I could look into the foundations of the place, and build on those Sixty years of progress.
But writing about BRATHAY NOW, ten years further on, is quite a challenge. Here am I, six months into my work (part time) and surrounded by masses of papers listing their schemes, initiatives, projects, reports and celebrations. Ask for an Annual Report and what do you get? A great sheet splashed with a kaleidoscope of landmarks, comments, tributes and statistics.
“Sort that lot out”, says Godfrey. But I give up. In terms of activities there are so many different threads that I could write about that I would need another book to do them justice. And having written A BROAD RIVER* covering the first sixty years, I am not into rewriting a book.
But does it need a re-write? No, since underneath all that is going on we shall find the same foundations. Summed up in two words: PEOPLE MATTER.
So, I will not spend the next ten pages describing the myriad ways in which we show how people (of all ages) matter. Rather, I will first of all refer you to the other blogs, written by staff, which describe things far better than me, and second, give you, in the coming months an archivist’s view of some of the work that has developed in the last ten years.

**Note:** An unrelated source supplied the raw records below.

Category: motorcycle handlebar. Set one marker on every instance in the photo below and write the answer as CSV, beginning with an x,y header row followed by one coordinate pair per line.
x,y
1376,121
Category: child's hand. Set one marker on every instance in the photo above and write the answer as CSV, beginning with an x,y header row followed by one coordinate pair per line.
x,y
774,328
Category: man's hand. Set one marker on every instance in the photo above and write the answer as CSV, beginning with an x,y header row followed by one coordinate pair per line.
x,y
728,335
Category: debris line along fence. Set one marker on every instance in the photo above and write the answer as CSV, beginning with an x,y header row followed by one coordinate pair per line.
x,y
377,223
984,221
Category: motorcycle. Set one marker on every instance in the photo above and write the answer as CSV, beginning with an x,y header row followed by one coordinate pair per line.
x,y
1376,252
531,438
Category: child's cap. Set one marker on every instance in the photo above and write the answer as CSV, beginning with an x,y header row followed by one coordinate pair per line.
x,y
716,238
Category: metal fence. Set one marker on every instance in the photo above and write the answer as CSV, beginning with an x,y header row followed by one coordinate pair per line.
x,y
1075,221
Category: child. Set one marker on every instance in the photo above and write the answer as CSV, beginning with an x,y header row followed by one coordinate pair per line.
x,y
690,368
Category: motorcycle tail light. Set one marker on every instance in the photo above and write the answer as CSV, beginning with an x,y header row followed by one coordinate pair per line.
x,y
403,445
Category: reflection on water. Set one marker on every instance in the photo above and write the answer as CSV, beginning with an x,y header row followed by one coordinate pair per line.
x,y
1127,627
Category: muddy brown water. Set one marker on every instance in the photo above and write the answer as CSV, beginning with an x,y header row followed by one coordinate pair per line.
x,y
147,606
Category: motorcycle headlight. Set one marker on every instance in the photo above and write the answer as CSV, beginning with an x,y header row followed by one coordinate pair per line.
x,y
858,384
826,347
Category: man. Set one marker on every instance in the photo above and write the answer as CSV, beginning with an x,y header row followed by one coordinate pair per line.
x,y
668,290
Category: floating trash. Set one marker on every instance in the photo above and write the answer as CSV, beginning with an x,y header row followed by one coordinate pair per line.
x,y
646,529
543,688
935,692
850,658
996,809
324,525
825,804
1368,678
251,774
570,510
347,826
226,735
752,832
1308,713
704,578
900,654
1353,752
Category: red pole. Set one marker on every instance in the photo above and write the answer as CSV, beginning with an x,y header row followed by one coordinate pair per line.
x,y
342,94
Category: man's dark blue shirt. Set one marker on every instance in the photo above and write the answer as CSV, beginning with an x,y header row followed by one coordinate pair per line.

I said that I live in the past, and this sometimes puts me on a different wavelength to those hundred or so busy people who now run Brathay and are forever thinking up something new. Here is in an incident that happened today. The scene: a wooded knoll in the Brathay grounds. Sound of a chain saw. I thrash my way through the undergrowth to see what they are up to. “We’re making a clearing for in-the-woods activity. Camp fires and all that”. (Baden Powell would have been delighted.) I told them that, to my knowledge, that knoll had been unvisited for about 40 years. I pointed out a small piece of domestic archaeology: the remains of a field experiment left there 30 years ago in 1986 by the Brathay Field Study Centre. That particular initiative has long gone. But I guess that the pioneer work done there, like so much that happens at Brathay, set a pattern that many others have since followed.
So, the past links to the present, and while many of today’s activities are new (Brathay is always inventing) there is always a link to the foundation beliefs that, whatever then activity, it is run in order to enable people live fuller and more useful creative live.